Supply chains have been in the news a lot this decade. Increased globalisation, outsourcing, just-in-time logistics, and disruptions caused by weather, pandemics, and geopolitics have made us more aware of global interconnectedness. Recently it has been oil and gas supply disruptions in the Middle East. And who can forget the COVID-driven supply chain snafus.
Tech supply chains are interconnected and complex too: modern tech environments use a myriad of software, assembling pieces from different providers to turn components into applications, and applications into systems. Cars are assembled in much the same way, from components made by different suppliers.
This approach has accelerated technological advances, but it has also created supply chains that hackers can use to penetrate your business.
A sophisticated but textbook example
Recently a ubiquitous but small component of tech 'plumbing' that helps applications communicate over the internet was compromised. On 31 March, attackers hijacked the account of a lead developer for Axios, which is open-source software that has an estimated 100 million downloads each week. The hackers published two compromised versions of the software. Any system that downloaded either version during the next three hours installed a remote access trojan silently. It is a sophisticated but textbook example of a supply chain attack: a routine software update from a trusted source moved through the standard channels.
Rather than targeting your business directly, a hacker compromises something you rely on and takes advantage of your implied trust. The vehicle might be a widely used software library or a routine software update.
The Axios attack is the latest in a catalogue of supply chain attacks which includes SolarWinds (a 2020 attack that pushed a malicious update to roughly 18,000 customers, of which around 100 were actively exploited). The CrowdStrike disruption in 2024 that delayed flights, disrupted retail and much more was caused by a bad security update. It was an 'own goal' supply chain disruption rather than a malicious attack.

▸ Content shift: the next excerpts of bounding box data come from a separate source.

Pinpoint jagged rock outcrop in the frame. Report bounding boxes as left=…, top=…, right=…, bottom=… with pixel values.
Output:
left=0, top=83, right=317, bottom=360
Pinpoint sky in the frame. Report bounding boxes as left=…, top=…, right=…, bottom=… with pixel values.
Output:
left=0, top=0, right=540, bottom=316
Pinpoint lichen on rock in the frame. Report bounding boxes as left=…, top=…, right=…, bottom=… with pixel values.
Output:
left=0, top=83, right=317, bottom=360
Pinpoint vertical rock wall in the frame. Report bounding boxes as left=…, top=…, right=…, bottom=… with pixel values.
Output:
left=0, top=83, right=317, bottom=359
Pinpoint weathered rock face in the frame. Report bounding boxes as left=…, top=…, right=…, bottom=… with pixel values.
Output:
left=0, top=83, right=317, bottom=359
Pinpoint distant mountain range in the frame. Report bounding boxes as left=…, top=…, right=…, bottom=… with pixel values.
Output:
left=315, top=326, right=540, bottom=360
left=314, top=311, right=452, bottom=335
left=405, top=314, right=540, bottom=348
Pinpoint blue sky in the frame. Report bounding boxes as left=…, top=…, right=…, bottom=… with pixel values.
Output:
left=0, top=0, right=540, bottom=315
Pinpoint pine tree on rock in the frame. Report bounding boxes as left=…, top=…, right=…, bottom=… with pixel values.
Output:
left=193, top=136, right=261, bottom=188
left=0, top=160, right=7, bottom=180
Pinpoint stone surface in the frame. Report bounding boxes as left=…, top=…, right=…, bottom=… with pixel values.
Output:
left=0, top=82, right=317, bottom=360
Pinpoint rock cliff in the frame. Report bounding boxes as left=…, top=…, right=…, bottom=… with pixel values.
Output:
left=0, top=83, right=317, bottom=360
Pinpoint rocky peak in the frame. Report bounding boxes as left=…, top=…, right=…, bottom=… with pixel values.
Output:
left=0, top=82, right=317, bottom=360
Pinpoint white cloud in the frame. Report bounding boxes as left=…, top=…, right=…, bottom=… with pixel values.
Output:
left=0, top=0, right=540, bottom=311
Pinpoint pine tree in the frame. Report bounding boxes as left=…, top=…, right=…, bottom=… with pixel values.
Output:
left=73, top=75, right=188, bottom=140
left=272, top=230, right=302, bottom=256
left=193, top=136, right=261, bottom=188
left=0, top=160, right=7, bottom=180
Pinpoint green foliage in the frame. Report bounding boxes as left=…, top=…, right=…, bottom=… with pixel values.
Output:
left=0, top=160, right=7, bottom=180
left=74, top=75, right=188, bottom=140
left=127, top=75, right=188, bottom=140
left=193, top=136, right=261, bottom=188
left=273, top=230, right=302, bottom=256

Supply chain attacks in the age of AI
Recently, Anthropic announced Claude Mythos, its newest AI model. Anthropic claims it is especially good at hunting for software security vulnerabilities. In its early testing it discovered thousands of zero-days in major open-source projects including widely used software. Such is its ability to discover software vulnerabilities, Anthropic has elected to grant preview access to a select few companies (Google, Microsoft, Nvidia et al) so they can fix their vulnerabilities before the hackers get a chance to run at them. Not everyone is convinced that this model's capabilities are as novel as claimed, but it does point the direction in which we're headed. It is certainly excellent marketing (Claude prompt: Prepare me a viral marketing plan. No mistakes.). And not one to be left behind, OpenAI has followed suit.
Marketing aside, AI is disrupting cyber security. It's making it easier to unearth vulnerabilities. It's also making it easier to check that your software code is secure. And cyber-security defences now rely on AI to detect anomalies such as malware.

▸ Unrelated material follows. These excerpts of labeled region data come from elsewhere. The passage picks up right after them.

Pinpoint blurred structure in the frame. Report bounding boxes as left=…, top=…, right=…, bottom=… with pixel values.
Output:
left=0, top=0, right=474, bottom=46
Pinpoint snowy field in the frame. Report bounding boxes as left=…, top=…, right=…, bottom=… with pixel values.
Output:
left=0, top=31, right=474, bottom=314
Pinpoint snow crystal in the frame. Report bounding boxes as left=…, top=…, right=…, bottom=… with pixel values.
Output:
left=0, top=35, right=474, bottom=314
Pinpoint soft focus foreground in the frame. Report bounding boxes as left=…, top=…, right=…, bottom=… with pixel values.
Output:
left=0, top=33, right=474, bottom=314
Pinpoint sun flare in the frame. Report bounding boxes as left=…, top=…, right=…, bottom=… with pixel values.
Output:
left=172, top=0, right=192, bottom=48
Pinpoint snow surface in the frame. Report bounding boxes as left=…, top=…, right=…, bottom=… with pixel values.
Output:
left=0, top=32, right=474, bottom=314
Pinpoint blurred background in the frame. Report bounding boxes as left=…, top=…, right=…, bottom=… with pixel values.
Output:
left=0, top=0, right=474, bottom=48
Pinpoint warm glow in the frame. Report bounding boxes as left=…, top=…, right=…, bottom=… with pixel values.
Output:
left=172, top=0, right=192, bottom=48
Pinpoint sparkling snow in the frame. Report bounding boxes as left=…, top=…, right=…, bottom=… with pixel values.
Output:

Protecting yourself from your supply chain
A good cybersecurity program is multi-faceted. It uses a zero-trust architecture, the principle of least privileged access, active defences, and assumes that, at some point, you'll be breached and so your resilience plans are practised.
To protect against supply chain attacks specifically:
- Do you know what is inside the software you build and buy? Every critical application, whether developed in-house or procured, should have a Software Bill of Materials. Without one, you cannot answer the first question when the next Axios lands: which of our systems use this?

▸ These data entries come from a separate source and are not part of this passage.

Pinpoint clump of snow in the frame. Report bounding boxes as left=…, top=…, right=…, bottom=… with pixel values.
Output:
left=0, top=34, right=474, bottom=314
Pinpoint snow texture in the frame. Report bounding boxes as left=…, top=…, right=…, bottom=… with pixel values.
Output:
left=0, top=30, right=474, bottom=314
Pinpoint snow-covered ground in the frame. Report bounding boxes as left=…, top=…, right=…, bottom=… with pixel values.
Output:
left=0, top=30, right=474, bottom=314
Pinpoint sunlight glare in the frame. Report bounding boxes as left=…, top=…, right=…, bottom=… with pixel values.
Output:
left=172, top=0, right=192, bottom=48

- How is new software vetted before it enters your environment? For procured software, this is vendor due diligence. For software your developers pull in as dependencies, this is automated supply chain scanning and a holding period before new releases are adopted.
- When did you last rehearse your cyber security response? Regular rehearsal builds muscles and muscle memory. There's little time and much confusion in a real incident.
The next Axios is already being written, almost certainly with the help of AI. The work is to be ready for it.